The takedown machinery and over-blocking
The second proportionality concern is the removal apparatus. A one-hour permanent-removal clock for confirmed priority content is defensible for CSAM, where the harm is unambiguous. But the broader "harmful content" category, paired with RM10 million penalties, creates a powerful incentive to over-remove. When the cost of leaving lawful content up is a multimillion-ringgit fine and the cost of taking it down is nothing, rational platforms will err toward deletion. Respondents to MCMC's consultation flagged precisely this: overly broad definitions could capture legitimate journalism and socially valuable expression — including survivors documenting their own abuse or bullying — and aggressive moderation risks over-blocking lawful speech. The RMC's manipulated-content labelling duty compounds the difficulty, because, as platforms noted, current detection tools cannot reliably identify all AI-generated material and labels can be stripped by bad actors. A mandate that outruns the available technology invites either compliance theatre or defensive over-enforcement.
A narrower path was available
None of this argues for inaction. It argues for matching the instrument to the harm. The pieces of these codes that target unambiguous, illegal content — CSAM removal, fraud takedowns, functioning reporting channels — are the parts most worth keeping and the parts platforms can implement without collateral damage to lawful speech. The pieces that condition all access on identity documents, and that threaten heavy fines against broadly defined "harmful" but lawful content, are where Malaysia risks trading an open, pseudonymous internet for marginal safety gains it has not demonstrated.

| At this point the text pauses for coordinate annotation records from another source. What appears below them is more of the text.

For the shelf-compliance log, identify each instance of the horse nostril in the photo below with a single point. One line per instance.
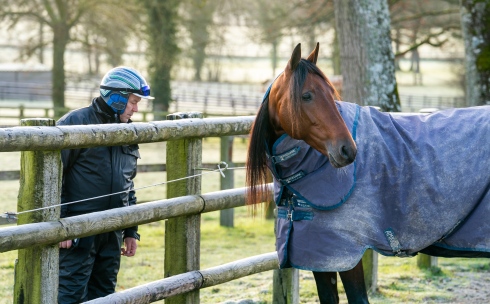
(344, 152)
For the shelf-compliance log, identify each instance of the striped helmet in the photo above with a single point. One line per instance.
(118, 83)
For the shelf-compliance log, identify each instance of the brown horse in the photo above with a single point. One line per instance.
(405, 179)
(295, 96)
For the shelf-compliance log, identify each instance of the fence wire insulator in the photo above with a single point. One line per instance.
(9, 216)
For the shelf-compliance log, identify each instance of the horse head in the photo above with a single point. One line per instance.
(301, 103)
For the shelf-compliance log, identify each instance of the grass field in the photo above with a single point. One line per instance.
(399, 280)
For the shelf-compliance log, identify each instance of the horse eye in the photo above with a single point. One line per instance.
(306, 96)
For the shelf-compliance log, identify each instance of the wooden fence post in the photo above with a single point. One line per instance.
(285, 286)
(426, 261)
(227, 182)
(285, 283)
(370, 267)
(183, 234)
(36, 271)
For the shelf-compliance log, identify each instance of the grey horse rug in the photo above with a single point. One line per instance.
(417, 181)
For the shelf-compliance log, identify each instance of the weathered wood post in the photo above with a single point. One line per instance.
(370, 267)
(426, 261)
(285, 286)
(183, 234)
(36, 271)
(227, 182)
(285, 283)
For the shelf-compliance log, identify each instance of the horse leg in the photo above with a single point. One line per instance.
(354, 285)
(326, 285)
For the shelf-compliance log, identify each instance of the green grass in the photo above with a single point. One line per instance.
(399, 280)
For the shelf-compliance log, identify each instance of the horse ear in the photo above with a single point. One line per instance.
(314, 55)
(295, 58)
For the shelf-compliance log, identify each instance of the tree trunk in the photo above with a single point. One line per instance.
(274, 59)
(367, 60)
(60, 40)
(475, 22)
(162, 51)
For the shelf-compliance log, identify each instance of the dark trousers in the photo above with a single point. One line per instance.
(89, 270)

MCMC's promised grace period and outcome-based framing leave room to course-correct: accept multiple privacy-preserving age-assurance methods rather than ID-only checks, narrow the harmful-content definitions so journalism and survivor testimony are not caught, and calibrate penalties to bad-faith non-compliance rather than to the existence of any lawful-but-borderline post. Child safety and a free internet are not opposing goals. The codes that take effect on 1 June would serve both better if Malaysia kept the parts aimed at illegal content and reconsidered the parts that put a checkpoint in front of legal speech.